New from NIH: Behavioral and Social Sciences Research Interactive Textbook

Under a contract from the NIH Office of Behavioral and Social Sciences Research (http://obssr.od.nih.gov ), The New England Research Institutes (NERI) (http://www.neriscience.com/web/default.asp ) has developed an interactive, online course on research methods and tools for researchers engaging in behavioral and social sciences (BSS) research on health-related topics.

Reflecting this mission, the e-Source online resource for Behavioral and Social Sciences Research advances the methodological skill set of new and established researchers on the latest research methods, approaches and translation of BSS research. It also provides an easy means by which investigators can efficiently obtain answers to emerging methodological concerns.
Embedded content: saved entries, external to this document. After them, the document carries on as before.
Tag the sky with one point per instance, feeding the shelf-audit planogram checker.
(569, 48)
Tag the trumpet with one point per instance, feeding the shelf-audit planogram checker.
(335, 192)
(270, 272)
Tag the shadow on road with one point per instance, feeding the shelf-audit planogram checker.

Specifically, it:

  • Demonstrates the considerable potential of BSS research to enhance biomedical research;
  • Serves as a resource center for the most current and high quality BSS research methods with references to and examples of well designed studies in BSS research and information on how to easily and efficiently obtain authoritative answers to methodological questions;
  • Provides information on how to integrate BSS research into a variety of biomedical research activities; and
  • Updates and strengthens the impact of BSS research by identifying consistent and high quality standards for the research community.

To view this course, go to http://www.esourceresearch.org . Recognized international experts in their fields are developing the 16 modules for this web-based learning site:

  • Determining Appropriate Methods (John B. McKinlay, PhD)
  • The Concept of ‘Science’ in the Behavioral and Social Sciences (Jeffrey Coulter, PhD)
  • Theory Development and Construction (Stephen Turner, PhD)
  • Concepts in Sample Surveys (Sarah M. Nusser, PhD and Michael D. Larsen, PhD)
  • Do’s and Don’ts of interviewing Steve Woodland, PhD)
  • Administrative Data Systems in Behavioral and Social Science Research on Health and Aging (Vincent Mor, PhD)
  • A Reporting Checklist for Observational Studies (Richard Berk, PhD)
  • Using Qualitative Methods to Study Health and Illness (David Silverman, PhD)
  • Conversation Analysis as an Approach to the Medical Encounter (John Heritage, PhD)
  • Integrating Software and Qualitative Analysis (Eben Weitzman, PhD)
  • Clinical Trials (Duolao Wang, PhD and Ameet Bakhai, MD, MRCP)
  • Cluster Unit Randomized Trials (Allan Donner, PhD)
  • Multi-level Modeling: A Conceptual and Methodological Overview (S. V. Subramanian, PhD)
  • Operationalizing, Measuring and Defining Psychosocial Variables (Keith Widaman, PhD)
  • Ensuring Conceptual Cultural and Equivalence (Leo Morales, PhD)
  • From Quality of Life to Patient-Reported Outcomes (Donald L. Patrick, PhD and Gordon Guyatt, PhD)

The mission OBSSR is to:

  • enhance behavioral and social science research in the NIH,
  • integrate a bio-behavioral perspective across the research areas of the NIH, and to
  • encourage the study of behavioral and social sciences across NIH’s institutes,centers, and offices.